Fetch for 29 days, not 30 which uses too much quota by hugovk · Pull Request #42 · hugovk/top-pypi-packages (original) (raw)

As seen in #36 and https://dev.to/hugovk/a-surprising-thing-about-pypis-bigquery-data-2g9o we were very close to going over the monthly quota with 30 days.

And as luck would have it, we've gone over again.

It's possible to perform a dry run to find out how many bytes would be processed:

https://cloud.google.com/bigquery/docs/running-queries#dry-run

For example:

from google.cloud import bigquery

Construct a BigQuery client object.

client = bigquery.Client()

client = bigquery.Client.from_service_account_json( "/path/to/credentials.json" )

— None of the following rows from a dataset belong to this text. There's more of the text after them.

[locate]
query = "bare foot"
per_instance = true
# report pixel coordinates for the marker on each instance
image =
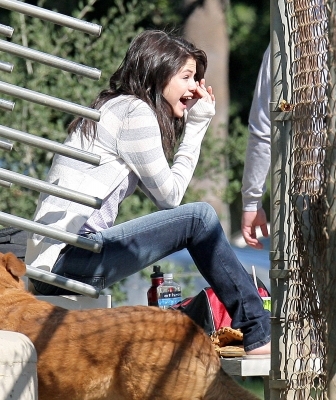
(266, 349)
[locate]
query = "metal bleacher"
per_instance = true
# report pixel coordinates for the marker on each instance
(7, 177)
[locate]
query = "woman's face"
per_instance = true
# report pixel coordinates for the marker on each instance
(181, 88)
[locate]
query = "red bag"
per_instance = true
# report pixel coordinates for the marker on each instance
(207, 311)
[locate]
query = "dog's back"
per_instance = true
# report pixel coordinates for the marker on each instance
(124, 353)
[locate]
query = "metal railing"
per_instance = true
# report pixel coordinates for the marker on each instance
(8, 177)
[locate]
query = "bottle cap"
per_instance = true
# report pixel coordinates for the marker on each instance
(156, 272)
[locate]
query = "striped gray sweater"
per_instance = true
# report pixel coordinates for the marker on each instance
(129, 144)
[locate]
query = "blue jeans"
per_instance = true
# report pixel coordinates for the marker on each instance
(131, 246)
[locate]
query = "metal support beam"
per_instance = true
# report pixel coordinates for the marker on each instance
(6, 30)
(45, 100)
(44, 230)
(49, 145)
(44, 187)
(6, 105)
(47, 59)
(6, 67)
(51, 16)
(62, 282)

job_config = bigquery.QueryJobConfig(dry_run=True, use_query_cache=False)

Start the query, passing in the extra configuration.

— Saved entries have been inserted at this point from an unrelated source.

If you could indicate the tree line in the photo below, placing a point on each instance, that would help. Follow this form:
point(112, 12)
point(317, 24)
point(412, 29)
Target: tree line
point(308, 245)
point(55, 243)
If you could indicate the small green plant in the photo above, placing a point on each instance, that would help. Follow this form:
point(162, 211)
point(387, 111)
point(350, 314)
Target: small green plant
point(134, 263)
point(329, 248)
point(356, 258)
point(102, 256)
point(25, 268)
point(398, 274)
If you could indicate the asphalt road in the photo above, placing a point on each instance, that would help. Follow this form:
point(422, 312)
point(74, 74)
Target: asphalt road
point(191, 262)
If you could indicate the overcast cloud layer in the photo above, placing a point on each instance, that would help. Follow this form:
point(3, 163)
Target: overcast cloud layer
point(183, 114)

query_job = client.query( ( """ SELECT file.project as project, COUNT(*) as download_count, FROM bigquery-public-data.pypi.file_downloads WHERE timestamp BETWEEN TIMESTAMP_ADD(CURRENT_TIMESTAMP(), INTERVAL -31 DAY) AND TIMESTAMP_ADD(CURRENT_TIMESTAMP(), INTERVAL -1 DAY) GROUP BY project ORDER BY download_count DESC """ ), job_config=job_config, ) # Make an API request.

A dry run query completes immediately.

print( f"This query will process {query_job.total_bytes_processed:,} bytes or" f" {query_job.total_bytes_processed / 2**40:.2f} TiB." )

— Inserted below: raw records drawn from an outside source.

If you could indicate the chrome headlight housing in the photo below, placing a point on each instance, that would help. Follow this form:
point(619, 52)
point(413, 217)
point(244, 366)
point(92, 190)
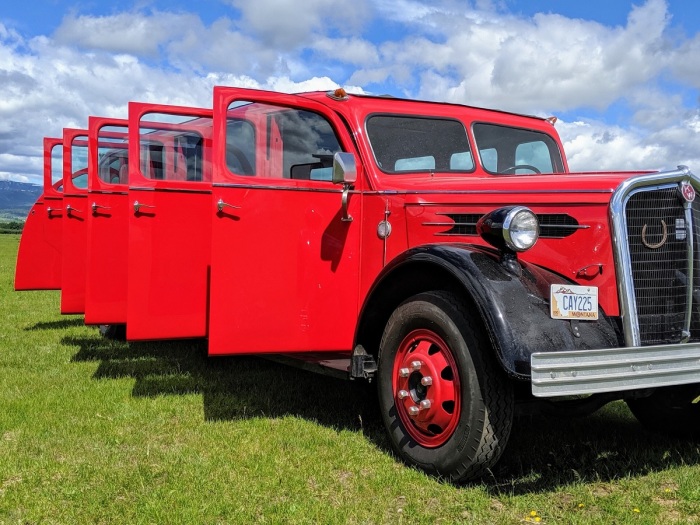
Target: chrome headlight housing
point(513, 228)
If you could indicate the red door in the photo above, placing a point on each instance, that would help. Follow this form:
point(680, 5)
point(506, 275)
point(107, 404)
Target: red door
point(169, 221)
point(75, 213)
point(107, 222)
point(39, 257)
point(285, 265)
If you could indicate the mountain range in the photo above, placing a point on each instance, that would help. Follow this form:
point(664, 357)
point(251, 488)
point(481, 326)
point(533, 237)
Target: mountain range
point(17, 198)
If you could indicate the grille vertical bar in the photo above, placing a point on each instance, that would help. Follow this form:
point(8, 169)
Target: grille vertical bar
point(658, 241)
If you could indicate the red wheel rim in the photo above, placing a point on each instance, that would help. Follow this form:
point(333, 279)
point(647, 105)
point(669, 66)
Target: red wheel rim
point(425, 384)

This query will process 1,109,890,761,919 bytes or 1.01 TiB.

Changing to 29 days:

   WHERE timestamp BETWEEN TIMESTAMP_ADD(CURRENT_TIMESTAMP(), INTERVAL -31 DAY) AND TIMESTAMP_ADD(CURRENT_TIMESTAMP(), INTERVAL -1 DAY)

   WHERE timestamp BETWEEN TIMESTAMP_ADD(CURRENT_TIMESTAMP(), INTERVAL -30 DAY) AND TIMESTAMP_ADD(CURRENT_TIMESTAMP(), INTERVAL -1 DAY)

This query will process 1,072,148,343,976 bytes = 0.98 TiB.

Let's try this.

For now, the filenames are still called top-pypi-packages-30-days*. At some point I'll rename it to remove -30-days, possibly with a redirect to make the change clear, but maybe not.